Indian demand for the yellow metal fell this week primarily due to a rally in overseas rates, though an appreciating rupee capped upside in local prices.
"Retail buyers are struggling to adjust with the sudden price rise. They are delaying purchases expecting a correction in prices," said Ashok Jain, proprietor of Mumbai-based wholesaler Chenaji Narsinghji.
In the local market, gold futures were trading around 28,900 rupees ($449) per 10 grams on Friday, up 1.5 percent from a week ago.
"If prices remain at higher level for a week or if they rise above 29,000 rupees then people will resume buying. They are waiting for a clear trend," Jain said.
The Indian rupee has risen 5.5 percent against the U.S. dollar so far in 2017, partly offsetting gains in overseas gold prices.
Dealers in India were charging a premium of up to $1 an ounce this week over official domestic prices, unchanged from the last week. The domestic price includes a 10 percent import tax.
"The demand should improve by month end due to Akshaya Trititya," said a Mumbai-based gold dealer with a private bank. In the last week of April, Indians will celebrate the Akshaya Trititya festival, when buying gold considered auspicious.
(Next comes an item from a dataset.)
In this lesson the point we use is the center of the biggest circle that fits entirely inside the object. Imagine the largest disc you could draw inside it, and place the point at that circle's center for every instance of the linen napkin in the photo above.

In top consumer China, premiums were around $10 to $12 per ounce against the international benchmark, up from last week's to $8 to $10.
"The demand has been quite stable this year. While investors are looking to sell, the physical flows are quite stable," a trader with a Shanghai-based bullion bank said.
Premiums in China had risen early this month as traders said supplies of the precious metal were limited due to tightening import restrictions to stem currency outflows.
In Hong Kong, premiums were quoted in a range of 70 cents to $1 an ounce, mostly unchanged from last week, while in Singapore, gold was being sold at premiums between around $1.20 to $1.50.
"A lot of people, mostly high net worth investors, have been looking into gold kilo bars purely for investments as a safe-haven," said Brian Lan, managing director at gold dealer GoldSilver Central in Singapore.
Premiums were flat in Tokyo due to limited demand. Traders, however, said demand for platinum has risen on industrial buying.
Gold prices were on track for its fourth straight weekly gain, with the bullion rising over 1 percent so far this week. Platinum has been the best performer of the week so far, up 1.7 percent.